Evropski sklad za regionalni razvoj

How to improve color accuracy of your digital fabric simulations?

How to improve color accuracy of your digital fabric simulations?

As textile design increasingly relies on fabric simulations, we often prefer to skip physical printouts and send image files directly to customers for approval. Formats like JPEG or WebP are convenient because they produce small files, but their color accuracy is limited. Colors are converted to sRGB—the lowest common denominator—which is inadequate for a high‑quality workflow.

ArahWeave offers a powerful but often overlooked solution: saving simulations in TIFF Lab format. In this mode, the simulation is calculated and stored directly in the color‑accurate CIE Lab space, without conversion to RGB.

ArahWeave print dialog with TIFF CIE Lab format selected

Here’s how it works: yarn colors are defined in CIE Lab, either by matching to PANTONE or by measuring them with a spectrophotometer.

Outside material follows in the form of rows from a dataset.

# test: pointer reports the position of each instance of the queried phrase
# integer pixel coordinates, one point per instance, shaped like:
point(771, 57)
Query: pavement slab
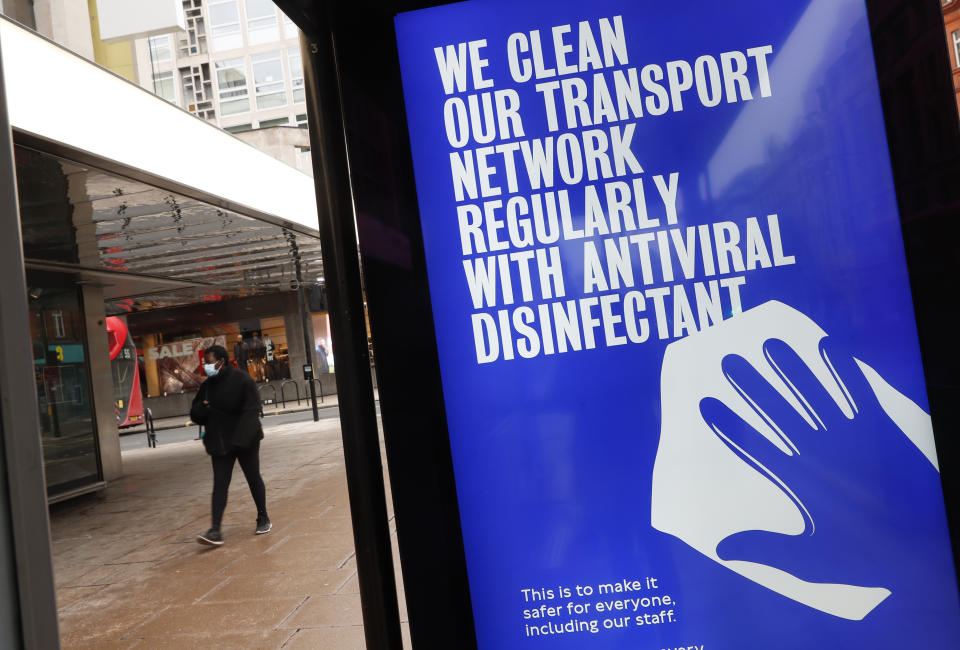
point(129, 573)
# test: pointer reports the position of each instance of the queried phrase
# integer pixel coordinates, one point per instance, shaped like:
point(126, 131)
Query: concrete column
point(101, 381)
point(153, 375)
point(294, 326)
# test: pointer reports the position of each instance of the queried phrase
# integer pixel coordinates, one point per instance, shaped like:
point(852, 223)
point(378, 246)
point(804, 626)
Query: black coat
point(232, 420)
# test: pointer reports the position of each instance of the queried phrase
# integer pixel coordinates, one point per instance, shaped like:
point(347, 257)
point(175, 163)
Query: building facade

The fabric simulation is then generated in CIE Lab and saved in TIFF Lab format, preserving the original color perfectly throughout the process. No conversions, no compromises—maximum color gamut.

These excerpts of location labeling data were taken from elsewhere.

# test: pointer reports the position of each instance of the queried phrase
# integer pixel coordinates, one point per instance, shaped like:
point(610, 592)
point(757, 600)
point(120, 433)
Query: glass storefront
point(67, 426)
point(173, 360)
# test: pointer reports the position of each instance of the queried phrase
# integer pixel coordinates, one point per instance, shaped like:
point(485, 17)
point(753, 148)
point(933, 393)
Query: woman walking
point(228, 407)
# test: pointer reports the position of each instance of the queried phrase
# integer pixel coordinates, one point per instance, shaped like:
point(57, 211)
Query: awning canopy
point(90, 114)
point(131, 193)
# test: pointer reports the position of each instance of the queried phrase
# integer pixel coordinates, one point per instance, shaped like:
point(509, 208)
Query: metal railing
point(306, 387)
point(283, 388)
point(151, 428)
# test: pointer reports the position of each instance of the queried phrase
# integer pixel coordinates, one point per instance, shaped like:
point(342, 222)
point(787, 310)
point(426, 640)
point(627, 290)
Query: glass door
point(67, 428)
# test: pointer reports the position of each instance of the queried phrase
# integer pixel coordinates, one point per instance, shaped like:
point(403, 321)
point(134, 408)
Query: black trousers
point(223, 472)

Gwenview on Linux shows wrong colors, paper white is yellow

 

Of course, there is a catch: not all software reads TIFF Lab correctly. For example, Gwenview on Linux misinterprets the background white, rendering it yellow because it converts Lab to RGB under D50 instead of D65 lighting. GIMP makes the same mistake. By contrast, Krita handles Lab natively and displays the simulation accurately. On macOS, Preview shows the colors correctly, and Photoshop also supports Lab format.

Gimp also reads TIFF CIE Lab images incorrectly, white becomes yellow

This means that if your customer uses professional tools within a calibrated workflow, they will see accurate colors both on screen and on color‑managed printers. The trade‑off is file size: TIFFs are significantly larger than JPEGs, but that is the price we pay for true color fidelity.

Finally success – Krita natively supports CIE Lab color format, and white is correct

Fabric simulation by Paoletti Tessuti.